She wants a treat when we visit the coffee shop. On pointed toes, eyes stretched atop the counter. “Breakfast bar, please.”
I won’t always say yes to a breakfast bar, I say.
I know, she says.
I do. I always say yes to a breakfast bar.
I am crying, on the floor. I am anxious about a project that isn’t going well, that I fear I’ll never finish, that I’m afraid will turn out terribly, that I’ll be embarrassed when it does.

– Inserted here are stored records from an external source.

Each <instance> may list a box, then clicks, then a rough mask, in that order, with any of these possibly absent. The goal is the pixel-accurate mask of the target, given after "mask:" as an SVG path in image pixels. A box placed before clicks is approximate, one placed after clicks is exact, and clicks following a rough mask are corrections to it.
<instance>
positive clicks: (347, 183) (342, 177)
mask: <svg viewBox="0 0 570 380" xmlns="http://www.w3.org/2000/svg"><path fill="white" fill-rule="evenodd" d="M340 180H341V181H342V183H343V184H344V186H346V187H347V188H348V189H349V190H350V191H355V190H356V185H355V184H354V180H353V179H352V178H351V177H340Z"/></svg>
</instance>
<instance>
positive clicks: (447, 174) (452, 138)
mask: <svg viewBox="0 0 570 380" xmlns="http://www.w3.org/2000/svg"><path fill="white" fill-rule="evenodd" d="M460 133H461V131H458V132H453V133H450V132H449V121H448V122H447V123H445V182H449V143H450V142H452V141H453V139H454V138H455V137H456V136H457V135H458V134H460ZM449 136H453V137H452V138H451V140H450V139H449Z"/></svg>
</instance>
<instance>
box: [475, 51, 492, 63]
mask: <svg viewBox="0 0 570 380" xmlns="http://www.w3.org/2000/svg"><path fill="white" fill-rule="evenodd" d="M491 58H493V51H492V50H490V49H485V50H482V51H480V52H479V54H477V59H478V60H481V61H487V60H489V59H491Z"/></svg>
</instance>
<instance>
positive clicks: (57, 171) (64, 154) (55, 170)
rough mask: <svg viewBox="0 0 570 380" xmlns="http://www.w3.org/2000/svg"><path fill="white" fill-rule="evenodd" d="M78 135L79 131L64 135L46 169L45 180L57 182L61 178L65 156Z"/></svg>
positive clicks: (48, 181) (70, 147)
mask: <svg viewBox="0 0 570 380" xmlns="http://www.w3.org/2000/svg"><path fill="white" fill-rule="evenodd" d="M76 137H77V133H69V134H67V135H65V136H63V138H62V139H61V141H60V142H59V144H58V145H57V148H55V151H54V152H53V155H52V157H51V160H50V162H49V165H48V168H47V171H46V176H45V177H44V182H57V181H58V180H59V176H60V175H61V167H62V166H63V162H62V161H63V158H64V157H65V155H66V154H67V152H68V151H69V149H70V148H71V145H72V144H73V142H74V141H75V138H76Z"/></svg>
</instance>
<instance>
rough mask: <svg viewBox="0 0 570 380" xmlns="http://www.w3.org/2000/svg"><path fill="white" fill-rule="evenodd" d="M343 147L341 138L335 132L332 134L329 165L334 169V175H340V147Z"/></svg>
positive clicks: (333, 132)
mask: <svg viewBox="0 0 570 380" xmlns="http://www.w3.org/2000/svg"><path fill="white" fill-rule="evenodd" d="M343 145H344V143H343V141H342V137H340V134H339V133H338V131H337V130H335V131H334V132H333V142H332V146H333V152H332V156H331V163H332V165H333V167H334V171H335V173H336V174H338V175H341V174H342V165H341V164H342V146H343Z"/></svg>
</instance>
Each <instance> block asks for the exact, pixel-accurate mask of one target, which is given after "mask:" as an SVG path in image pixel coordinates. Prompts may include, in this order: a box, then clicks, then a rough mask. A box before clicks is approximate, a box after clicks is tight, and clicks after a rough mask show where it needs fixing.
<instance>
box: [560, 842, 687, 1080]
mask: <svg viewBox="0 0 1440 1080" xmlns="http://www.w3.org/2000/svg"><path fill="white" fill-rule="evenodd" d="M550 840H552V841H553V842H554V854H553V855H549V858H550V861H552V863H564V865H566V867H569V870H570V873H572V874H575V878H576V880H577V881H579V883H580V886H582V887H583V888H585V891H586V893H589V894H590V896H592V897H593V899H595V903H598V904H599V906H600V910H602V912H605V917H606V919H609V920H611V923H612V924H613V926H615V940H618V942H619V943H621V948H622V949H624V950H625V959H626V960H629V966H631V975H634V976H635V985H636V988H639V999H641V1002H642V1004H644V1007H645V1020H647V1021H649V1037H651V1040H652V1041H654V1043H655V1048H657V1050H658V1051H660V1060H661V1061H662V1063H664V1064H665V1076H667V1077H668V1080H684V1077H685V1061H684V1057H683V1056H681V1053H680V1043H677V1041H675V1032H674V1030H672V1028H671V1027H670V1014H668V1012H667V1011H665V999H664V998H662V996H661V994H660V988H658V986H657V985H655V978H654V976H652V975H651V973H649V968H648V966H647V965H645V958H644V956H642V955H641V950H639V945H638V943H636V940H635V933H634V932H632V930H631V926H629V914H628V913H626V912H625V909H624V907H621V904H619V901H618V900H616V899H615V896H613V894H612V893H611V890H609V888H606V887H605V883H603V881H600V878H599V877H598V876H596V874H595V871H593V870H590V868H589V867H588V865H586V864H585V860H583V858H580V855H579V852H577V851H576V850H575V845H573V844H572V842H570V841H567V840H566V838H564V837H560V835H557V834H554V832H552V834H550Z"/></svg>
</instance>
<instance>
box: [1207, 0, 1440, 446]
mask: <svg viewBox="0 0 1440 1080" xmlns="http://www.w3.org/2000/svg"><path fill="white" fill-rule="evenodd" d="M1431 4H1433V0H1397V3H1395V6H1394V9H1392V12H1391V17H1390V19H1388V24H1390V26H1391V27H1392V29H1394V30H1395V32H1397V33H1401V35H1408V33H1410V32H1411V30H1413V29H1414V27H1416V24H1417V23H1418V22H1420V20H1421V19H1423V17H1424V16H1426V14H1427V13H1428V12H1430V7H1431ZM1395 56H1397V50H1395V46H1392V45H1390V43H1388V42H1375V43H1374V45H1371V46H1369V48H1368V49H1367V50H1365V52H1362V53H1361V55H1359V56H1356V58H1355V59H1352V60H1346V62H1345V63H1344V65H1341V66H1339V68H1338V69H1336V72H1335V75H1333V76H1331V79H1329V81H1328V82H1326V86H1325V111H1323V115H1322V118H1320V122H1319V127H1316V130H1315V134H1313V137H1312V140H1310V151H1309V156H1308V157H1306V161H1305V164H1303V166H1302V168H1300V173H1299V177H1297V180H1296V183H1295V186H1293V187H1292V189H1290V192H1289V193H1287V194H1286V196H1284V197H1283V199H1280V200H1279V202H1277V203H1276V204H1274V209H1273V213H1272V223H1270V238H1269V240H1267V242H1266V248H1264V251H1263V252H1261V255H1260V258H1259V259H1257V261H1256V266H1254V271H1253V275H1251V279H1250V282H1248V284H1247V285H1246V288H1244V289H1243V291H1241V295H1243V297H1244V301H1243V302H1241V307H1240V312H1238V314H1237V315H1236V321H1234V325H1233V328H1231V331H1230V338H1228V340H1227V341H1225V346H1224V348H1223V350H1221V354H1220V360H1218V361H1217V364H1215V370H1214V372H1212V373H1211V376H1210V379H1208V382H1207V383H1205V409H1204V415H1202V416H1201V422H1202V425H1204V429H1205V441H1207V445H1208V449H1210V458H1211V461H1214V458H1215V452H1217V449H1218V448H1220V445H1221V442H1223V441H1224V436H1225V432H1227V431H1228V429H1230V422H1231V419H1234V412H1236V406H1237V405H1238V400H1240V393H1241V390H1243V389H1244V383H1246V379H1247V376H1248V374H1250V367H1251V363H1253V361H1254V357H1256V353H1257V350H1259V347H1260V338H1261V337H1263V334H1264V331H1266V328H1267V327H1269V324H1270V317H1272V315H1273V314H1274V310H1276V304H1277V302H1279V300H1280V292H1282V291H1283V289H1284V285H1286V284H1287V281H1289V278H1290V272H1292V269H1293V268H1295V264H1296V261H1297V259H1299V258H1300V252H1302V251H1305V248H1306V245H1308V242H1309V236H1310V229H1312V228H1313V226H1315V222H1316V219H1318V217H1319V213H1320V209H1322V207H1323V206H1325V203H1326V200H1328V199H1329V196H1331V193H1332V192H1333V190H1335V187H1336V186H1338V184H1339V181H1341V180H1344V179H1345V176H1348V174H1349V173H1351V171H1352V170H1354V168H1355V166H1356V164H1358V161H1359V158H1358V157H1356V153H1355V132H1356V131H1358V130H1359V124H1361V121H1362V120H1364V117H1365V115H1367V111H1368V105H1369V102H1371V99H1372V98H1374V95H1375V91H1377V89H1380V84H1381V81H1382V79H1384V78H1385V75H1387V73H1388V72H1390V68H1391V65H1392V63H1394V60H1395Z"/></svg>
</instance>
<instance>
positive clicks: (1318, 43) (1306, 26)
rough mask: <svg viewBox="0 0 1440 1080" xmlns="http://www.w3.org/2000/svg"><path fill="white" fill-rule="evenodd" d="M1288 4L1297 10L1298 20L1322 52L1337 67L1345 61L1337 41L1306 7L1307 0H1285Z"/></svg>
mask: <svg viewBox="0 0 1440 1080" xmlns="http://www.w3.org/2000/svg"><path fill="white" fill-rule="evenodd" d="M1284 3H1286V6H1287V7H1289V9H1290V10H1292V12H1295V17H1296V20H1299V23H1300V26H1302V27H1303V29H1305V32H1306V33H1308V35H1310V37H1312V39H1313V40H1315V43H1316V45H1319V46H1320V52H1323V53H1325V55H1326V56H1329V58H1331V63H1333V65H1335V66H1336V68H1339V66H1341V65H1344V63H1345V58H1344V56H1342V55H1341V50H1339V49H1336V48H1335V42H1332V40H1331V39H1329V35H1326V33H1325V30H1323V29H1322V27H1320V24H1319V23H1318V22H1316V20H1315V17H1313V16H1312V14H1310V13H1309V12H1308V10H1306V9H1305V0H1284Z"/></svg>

Here, Mom, she says. Take my stuffed frog. And here, this squirrel. And my chickie. Do you feel better?
I don’t feel better. But I want to feel better, and that is enough, and so, Yes, I say. Yes, I feel better. Thank you.
She wants to be 6 for her birthday. 6 is a good number, she says. I will reach the pistachios when I am 6, and also I can be named Calvin. Can we get a cat when I am named Calvin?
We visit the pond. We snack on granola and throw rocks, and she asks if it will be like this tomorrow, if we can do this same thing tomorrow and the next day and the next day until forever, when she is named Calvin.
Someday you might not want to throw rocks with me, I say.
Yes, she tells me. I will always want to throw rocks with you.
And so I believe her. I believe her because I want to, because I choose to, because tomorrow will arrive and I will be here, waiting, with rocks.